‘El triunfo de la Muerte’
La mecánica de la destrucción deja el mundo hecho trizas
Flandes se está volcando este año en Pieter Bruegel el Viejo (hacia 1525 o 1530-1569). Se celebran los 450 años de su muerte, y dentro del programa Maestros flamencos 2018-2020 se han organizado un montón de exposiciones y actividades para celebrar la grandeza de ese artista que llenó sus lienzos de personajes e historias y paisajes, y que supo traducir con tanto tino los fantasmas, inquietudes y pesadillas que van entreteniendo a la gente durante su paso por la tierra, y también los placeres y miserias de la vida cotidiana. Los hombres y las mujeres de sus cuadros forman parte de un mundo lejano, y toda esa ristra de personajes imaginarios que pululan por ahí nada tienen que ver con la realidad, pero resultan familiares, próximos.

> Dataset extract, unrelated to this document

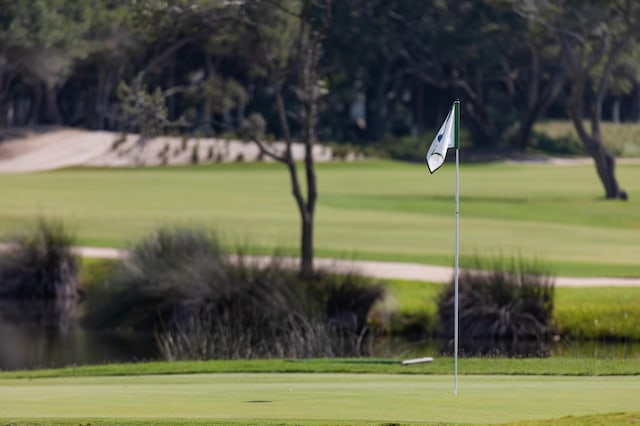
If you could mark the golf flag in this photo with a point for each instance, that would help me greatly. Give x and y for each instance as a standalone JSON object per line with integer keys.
{"x": 446, "y": 138}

Son de otra época, y hay tipos que visten jubones y señoritas que van con cofia, por no hablar de esos bichos que están a mitad de camino entre un ser humano y un escarabajo, o de esos ojos colosales o de los huevos partidos por la mitad que engendran vidas extrañas, pero tiene una innegable cualidad de cercanía, nos tocan. Salvando todas las distancias, somos como ellos. Le tenemos el mismo miedo a la muerte, por ejemplo, y queremos derrotarla.

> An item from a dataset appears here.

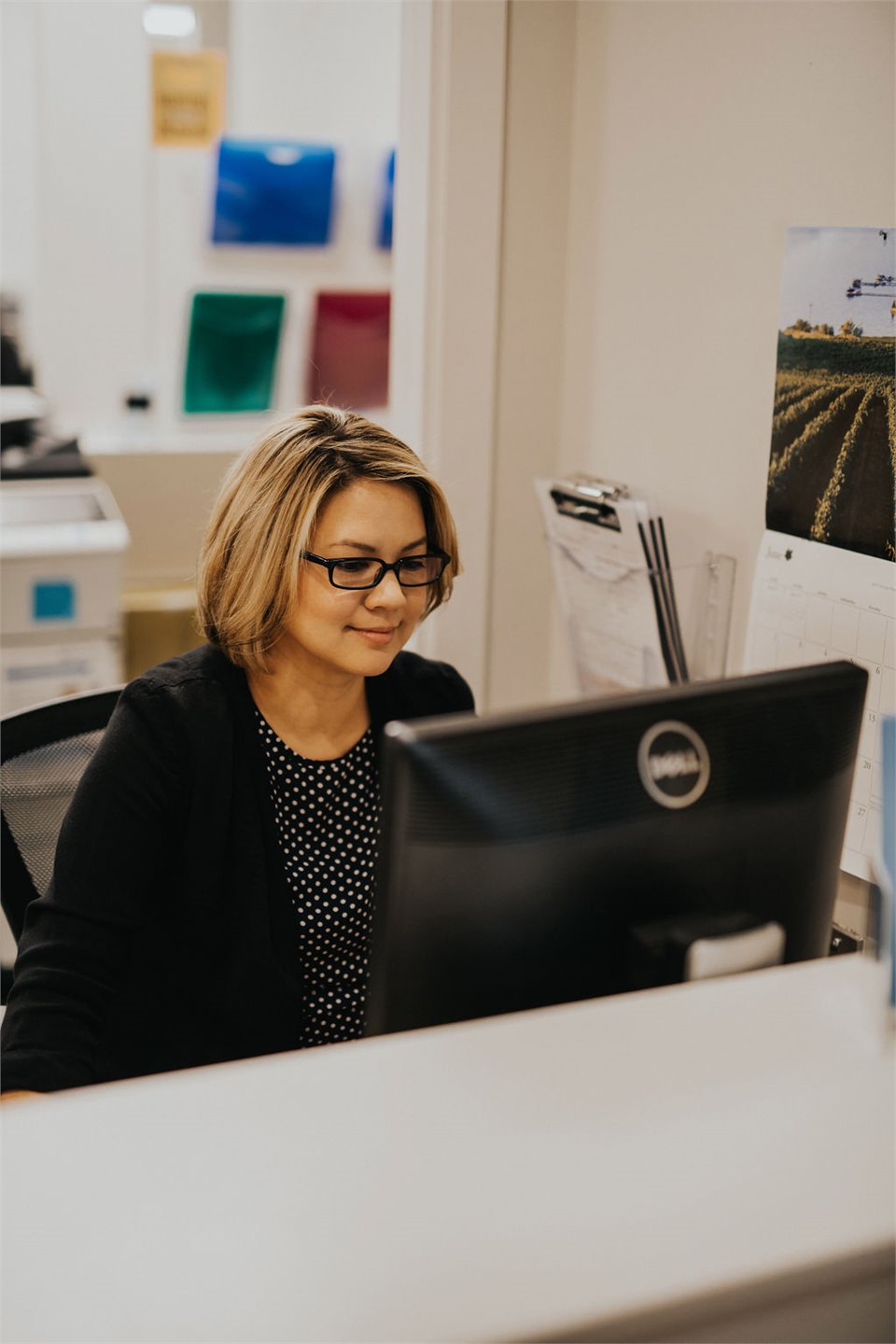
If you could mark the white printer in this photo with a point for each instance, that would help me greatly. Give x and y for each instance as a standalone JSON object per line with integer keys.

En el Palacio de Bellas Artes de Bruselas, el llamado Bozar, se exhibe estos días una amplia selección de grabados de la época en la que vivió Bruegel, que sirven así para explicar el contexto en el que el artista trabajó. Él mismo hizo un montón de ellos (alrededor de sesenta), de los temas más diversos, y en la exposición una película les da vida a las criaturas (algunas de ellas, monstruosas) que concibió para recrear los pecados capitales. Era un tiempo de cambios, todavía se notaba la energía con que la imprenta iba transformando el mundo. Gracias a todo lo que se imprimía caían muchas barreras y prejuicios y los grabados que llegaban desde las capitales a los más remotos rincones de Europa llevaban información de lo más diverso: desde la exaltación del poderío de Carlos V, con todo el imponente boato de la corte, a una escena en un burdel de la España de entonces donde las fulanas parecen bailar una bulería, de la copia exacta de un ornamento arquitectónico a la delirante imagen de un caballo de cuyo cuerpo brotan cabezas de animales distintos, de la escena costumbrista a la exaltación del paisaje, la propaganda religiosa, la difusión de lo más exótico (ahí está el sorprendente rinoceronte de Durero que parece un temible acorazado de hierro). Como ahora con Internet, también la gente de aquella época descubría gracias a los grabados mundos remotos y fascinantes, hipótesis de vida disparatadas, el suntuoso despliegue de un poder absoluto que gobierna al vulgo con firmeza.
El triunfo de la Muerte es una de las dos obras de Pieter Bruegel el Viejo que tiene el Prado. Y ahora que lo recuerdan en Bruselas o en Amberes, y que resuenan todavía los tambores de guerras recientes, observar la avalancha de destrucción y dolor que compone Bruegel es volver a reconocer el brutal poder de ese ejército de calaveras mecánicas que arrasan el mundo dejándolo hecho trizas. A Ferlosio, los cuerpos demacrados de los judíos del campo de concentración de Mauthausen o los presos de Guantánamo atados a sus grilletes lo conducían de inmediato a este cuadro, a esas personas “empujadas hacia el túnel del infierno” por las huestes de la Muerte. No está de más observar, de todas formas, ese rincón del cuadro donde una mujer canta y un hombre toca el laúd. Es ahí donde la destrucción cesa y donde desaparece el desamparo de las criaturas. No, parecen decirle a la Muerte empujados por la música, nunca nos destruirás.